= Lisette de Brinon =

Lisette, Marquise de Brinon (1896 - 26 March 1982) was best known as the Jewish wife of the pro-Nazi French collaborator, Fernand de Brinon.

==Biography==
Born Jeanne Louise Rachel Franck, she lived in an internal exile throughout the Second World War. Declared an "honorary Aryan", she was not deported to her death, but neither was she welcome in Vichy or in Paris.

Born to a family of Jewish bankers in Paris and formerly married to a Jewish banker Claude Ullmann, Lisette de Brinon was an inveterate socialite, surrounding herself with notables of the left (Léon Blum) and of the right (Pierre Drieu la Rochelle). Emmanuel Berl, best known for writing some of Philippe Pétain's early speeches, was a first cousin.

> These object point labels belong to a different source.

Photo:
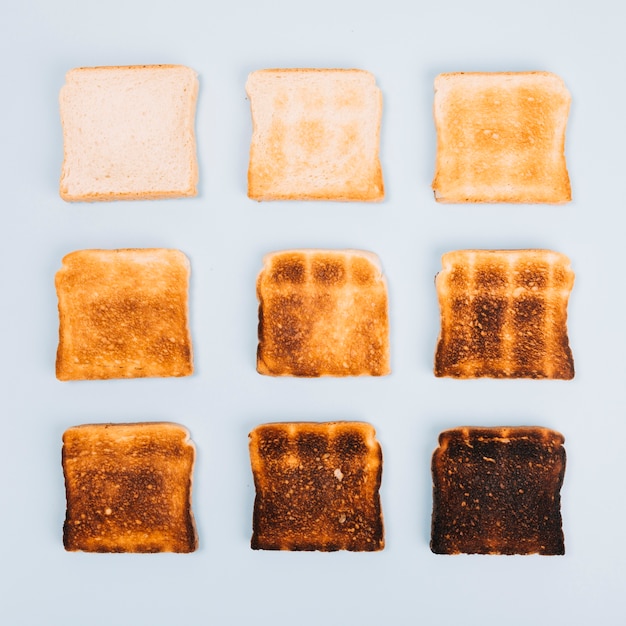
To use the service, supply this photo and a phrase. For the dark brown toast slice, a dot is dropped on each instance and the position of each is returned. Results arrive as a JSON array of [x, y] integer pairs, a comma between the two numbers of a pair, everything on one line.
[[128, 488], [322, 313], [501, 137], [317, 487], [123, 314], [504, 314], [497, 491]]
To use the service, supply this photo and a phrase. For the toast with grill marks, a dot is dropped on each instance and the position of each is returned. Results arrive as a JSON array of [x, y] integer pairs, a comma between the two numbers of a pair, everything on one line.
[[123, 314], [322, 313], [128, 488], [501, 138], [504, 314], [317, 487], [497, 491], [315, 135]]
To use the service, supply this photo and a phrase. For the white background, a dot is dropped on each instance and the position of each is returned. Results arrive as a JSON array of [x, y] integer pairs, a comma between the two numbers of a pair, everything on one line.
[[405, 45]]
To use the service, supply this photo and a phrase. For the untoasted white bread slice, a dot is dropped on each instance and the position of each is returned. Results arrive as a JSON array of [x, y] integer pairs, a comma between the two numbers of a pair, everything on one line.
[[315, 136], [128, 133], [501, 138], [123, 314]]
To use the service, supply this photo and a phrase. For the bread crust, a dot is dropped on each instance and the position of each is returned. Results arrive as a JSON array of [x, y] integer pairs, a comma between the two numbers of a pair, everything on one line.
[[316, 135], [128, 133], [497, 491], [123, 314], [501, 138], [322, 313], [317, 487], [128, 488], [504, 314]]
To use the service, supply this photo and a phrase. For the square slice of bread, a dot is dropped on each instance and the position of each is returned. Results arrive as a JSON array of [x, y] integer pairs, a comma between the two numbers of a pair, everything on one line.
[[128, 488], [497, 491], [128, 133], [315, 135], [504, 314], [501, 138], [317, 487], [322, 313], [123, 314]]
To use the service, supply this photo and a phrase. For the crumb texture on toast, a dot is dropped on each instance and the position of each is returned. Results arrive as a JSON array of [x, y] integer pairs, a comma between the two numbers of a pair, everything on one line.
[[123, 314], [497, 491], [129, 133], [501, 138], [322, 313], [504, 314], [128, 488], [317, 487], [315, 135]]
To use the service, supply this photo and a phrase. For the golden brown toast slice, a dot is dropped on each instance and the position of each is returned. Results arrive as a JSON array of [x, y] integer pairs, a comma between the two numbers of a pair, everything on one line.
[[497, 491], [504, 314], [128, 488], [123, 314], [315, 135], [322, 313], [501, 138], [317, 487]]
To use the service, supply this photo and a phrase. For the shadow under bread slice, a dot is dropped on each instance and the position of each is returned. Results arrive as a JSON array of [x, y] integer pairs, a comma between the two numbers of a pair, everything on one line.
[[317, 487], [497, 491]]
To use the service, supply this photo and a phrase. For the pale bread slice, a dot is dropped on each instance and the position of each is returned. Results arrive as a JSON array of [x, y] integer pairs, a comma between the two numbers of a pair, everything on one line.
[[123, 314], [501, 138], [315, 135], [322, 313], [128, 133]]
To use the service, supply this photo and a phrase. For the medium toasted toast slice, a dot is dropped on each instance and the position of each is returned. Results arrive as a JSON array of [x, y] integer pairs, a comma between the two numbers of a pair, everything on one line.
[[501, 138], [317, 487], [322, 313], [504, 314], [315, 135], [128, 133], [497, 491], [128, 488], [123, 314]]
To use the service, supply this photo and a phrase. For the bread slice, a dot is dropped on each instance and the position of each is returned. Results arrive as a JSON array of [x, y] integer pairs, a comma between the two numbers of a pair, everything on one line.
[[123, 314], [501, 138], [128, 133], [497, 491], [322, 313], [504, 314], [128, 488], [317, 487], [315, 135]]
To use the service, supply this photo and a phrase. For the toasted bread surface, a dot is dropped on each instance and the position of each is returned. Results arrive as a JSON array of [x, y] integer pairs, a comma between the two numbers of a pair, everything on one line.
[[315, 135], [504, 314], [128, 488], [317, 487], [497, 491], [501, 138], [322, 313], [123, 314], [128, 133]]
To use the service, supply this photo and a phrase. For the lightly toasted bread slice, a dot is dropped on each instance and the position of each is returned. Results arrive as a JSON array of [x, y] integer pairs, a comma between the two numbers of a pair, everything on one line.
[[501, 138], [123, 314], [317, 487], [128, 133], [315, 135], [322, 313], [128, 488], [504, 314], [497, 491]]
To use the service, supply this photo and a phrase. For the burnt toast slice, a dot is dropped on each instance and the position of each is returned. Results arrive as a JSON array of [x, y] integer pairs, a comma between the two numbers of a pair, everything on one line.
[[317, 487], [497, 491]]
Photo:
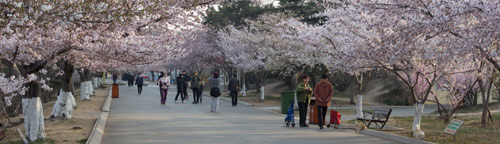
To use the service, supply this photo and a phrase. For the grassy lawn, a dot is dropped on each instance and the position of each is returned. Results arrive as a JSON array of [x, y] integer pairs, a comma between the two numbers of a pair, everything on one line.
[[478, 108], [46, 141], [344, 94], [433, 127]]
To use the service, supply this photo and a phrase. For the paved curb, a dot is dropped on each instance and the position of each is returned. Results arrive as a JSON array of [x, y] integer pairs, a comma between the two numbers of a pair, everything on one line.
[[393, 137], [98, 130], [239, 102]]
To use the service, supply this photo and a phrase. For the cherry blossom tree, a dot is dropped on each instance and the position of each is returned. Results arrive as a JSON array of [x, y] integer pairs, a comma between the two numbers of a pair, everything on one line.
[[36, 34]]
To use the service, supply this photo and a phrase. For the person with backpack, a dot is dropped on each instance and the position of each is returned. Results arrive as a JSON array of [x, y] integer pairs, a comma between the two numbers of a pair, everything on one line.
[[139, 81], [195, 85], [214, 91], [164, 83], [234, 87], [304, 94], [323, 91], [115, 78], [180, 88]]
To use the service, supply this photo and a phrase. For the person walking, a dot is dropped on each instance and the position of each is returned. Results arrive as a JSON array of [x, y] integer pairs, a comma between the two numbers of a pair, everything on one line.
[[195, 85], [214, 92], [186, 79], [139, 81], [164, 83], [131, 79], [304, 93], [234, 87], [115, 78], [180, 88], [323, 91]]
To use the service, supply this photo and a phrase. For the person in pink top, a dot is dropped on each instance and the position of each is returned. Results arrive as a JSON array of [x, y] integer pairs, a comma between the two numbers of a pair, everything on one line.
[[164, 83]]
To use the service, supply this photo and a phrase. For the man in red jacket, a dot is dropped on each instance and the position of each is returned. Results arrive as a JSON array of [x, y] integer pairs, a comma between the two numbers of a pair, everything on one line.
[[323, 91]]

She converted from Judaism to Catholicism.

Her second husband, Fernand, Marquis de Brinon, was a Catholic aristocrat who distinguished himself with an early scoop interview with Adolf Hitler, and became one of the architects of French collaboration after France's catastrophic defeat at the hands of the Nazis in June 1940. As the war progressed, the couple were distanced partly by Lisette's inconvenient Jewishness, and also because of Brinon's long-term affair with his secretary Simone Mittre. Lisette attempted to follow Brinon when the Vichy government fled to exile in the castle of the Sigmaringen enclave following the Allied liberation. Although she managed to risk death by entering Germany, she never reached the castle.

Brinon and her husband were captured by Allied Forces and taken to stand trial in Toulouse. She was imprisoned briefly while her husband was found guilty of treason and executed in 1947. She was a friend of another collaborator, Jacques Benoist-Méchin.

She died in 1982 in a nursing home in the Paris suburb of Montmorency.

==Sources==
- Bernard Ullmann, Lisette de Brinon, ma mère: Une Juive dans la tourmente de la Collaboration (Editions Complexe, Paris, 2004, ISBN 2-87027-997-3).